Post a Comment » Written on August 12th, 2009     
Filed under: News
EL HATO, COLOMBIA (August 12, 2009) – The local bank denied a loan application to the Farmer’s Salvation Tractor Project in a small Colombian town where the country’s president, Alvara Uribe, owns land.

The loan would enable the project to purchase a tractor so that local farmers could increase their yield by 50 percent over farming by hand. When the bank refused to provide the loan, the farmers turned to Covenant World Relief (CWR), which supplied the money. The accompanying photo shows the tractor provided by CWR.

TractorSeveral months later, the president happened by the project’s leader, Jose Emilio Izquierdo, and asked how the work was proceeding. He knew the project had sought the loan and asked if the bank had provided it.

“I said to Mr. President, ‘I’m a Colombian citizen, born in Colombia, love Colombia, am working hard for the people of Colombia, and I can’t get a loan from a Colombian bank,” Izquierdo told him. “I’m not a U.S. citizen, I’ve never been to the U.S., I won’t ever go there, I don’t know English, but I have some Christian brothers and sisters in the U.S. who believed in this vision to partner with the poor farmer around here and they gave me a loan.”

Izquierdo recalls, “The next day, the bank called me wanting to know why the Colombian government was breathing down its neck about the denied loan application.”

Many other stories of changed lives were told to CWR representatives during their recent visit to El Hato and other areas of the country, during which they met with leaders of partnering organizations. Participants on the trip included Evangelical Covenant Church Missionary Gary Sander, CWR Director David Husby, and two members of the CWR Commission, Louise Wilson and Akuorkor Addy.

CafeEl Hato school children as well as farmers are benefiting directly from the CWR assistance. A new school was built in the community recently, but it doesn’t have a computer lab even though the students were required to do “online homework.”

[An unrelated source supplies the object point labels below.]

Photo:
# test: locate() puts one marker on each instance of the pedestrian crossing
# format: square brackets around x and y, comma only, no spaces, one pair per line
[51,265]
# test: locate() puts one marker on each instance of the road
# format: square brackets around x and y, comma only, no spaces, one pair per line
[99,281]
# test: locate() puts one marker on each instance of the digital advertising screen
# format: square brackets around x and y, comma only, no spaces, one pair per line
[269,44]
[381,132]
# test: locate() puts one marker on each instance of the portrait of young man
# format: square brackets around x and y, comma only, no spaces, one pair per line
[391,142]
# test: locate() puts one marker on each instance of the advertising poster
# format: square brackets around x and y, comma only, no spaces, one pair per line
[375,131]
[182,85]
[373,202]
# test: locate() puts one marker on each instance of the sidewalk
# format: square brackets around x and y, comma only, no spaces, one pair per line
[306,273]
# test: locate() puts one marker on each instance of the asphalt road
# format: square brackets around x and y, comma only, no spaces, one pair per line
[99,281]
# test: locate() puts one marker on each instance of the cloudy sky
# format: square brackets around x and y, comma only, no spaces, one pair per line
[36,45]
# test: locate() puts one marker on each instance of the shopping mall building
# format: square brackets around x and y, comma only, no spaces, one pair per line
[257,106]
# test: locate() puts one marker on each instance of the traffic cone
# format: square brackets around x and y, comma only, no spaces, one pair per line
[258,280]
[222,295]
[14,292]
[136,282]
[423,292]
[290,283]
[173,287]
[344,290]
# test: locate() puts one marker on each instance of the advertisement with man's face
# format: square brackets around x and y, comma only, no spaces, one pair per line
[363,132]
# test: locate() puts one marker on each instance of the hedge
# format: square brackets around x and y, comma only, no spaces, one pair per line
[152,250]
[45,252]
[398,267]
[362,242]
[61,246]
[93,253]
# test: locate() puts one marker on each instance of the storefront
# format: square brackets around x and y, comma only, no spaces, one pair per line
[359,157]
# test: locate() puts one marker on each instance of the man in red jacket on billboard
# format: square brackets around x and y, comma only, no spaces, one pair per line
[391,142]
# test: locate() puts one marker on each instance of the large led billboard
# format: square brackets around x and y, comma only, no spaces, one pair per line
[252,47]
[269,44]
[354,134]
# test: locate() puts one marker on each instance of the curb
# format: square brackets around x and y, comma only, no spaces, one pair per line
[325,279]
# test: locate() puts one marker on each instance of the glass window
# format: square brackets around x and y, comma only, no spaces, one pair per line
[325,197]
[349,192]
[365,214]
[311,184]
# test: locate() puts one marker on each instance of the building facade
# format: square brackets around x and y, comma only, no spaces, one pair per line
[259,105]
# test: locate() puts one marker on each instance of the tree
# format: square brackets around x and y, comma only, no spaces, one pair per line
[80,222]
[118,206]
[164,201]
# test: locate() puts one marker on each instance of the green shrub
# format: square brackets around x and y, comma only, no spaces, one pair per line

“It’s tough to do your research online when you have to travel 25 minutes by bike and 45 minutes by foot to the nearest Internet café and then wait in line forever to find out that the signal is down,” says Sander.

But the new Adonai Internet Café funded by CWR (accompanying photo) has made it possible for students to do their homework. “The Adonai Internet Café has the most secure signal for miles and miles around,” Sander says.

He adds that partners are using Covenant money to help lift people out of poverty through projects that provide immediate assistance and promote sustainable development. 
They include fire relief projects have developed into partnerships with Compassion International; the Women’s Rotary Club of Colombia; the Paraklete Foundation and the City of Medellin; agro-business projects growing chickens, pigs and cattle; outreaches to children; and prostitutes receiving training for jobs that offer dignity and an alternative income.

The discussions between the CWR representatives and the groups working in Colombia will lead to new opportunities for helping people break free from poverty, Sander says.

Covenant World Relief has served as the international humanitarian aid and development arm of the Covenant since 1946.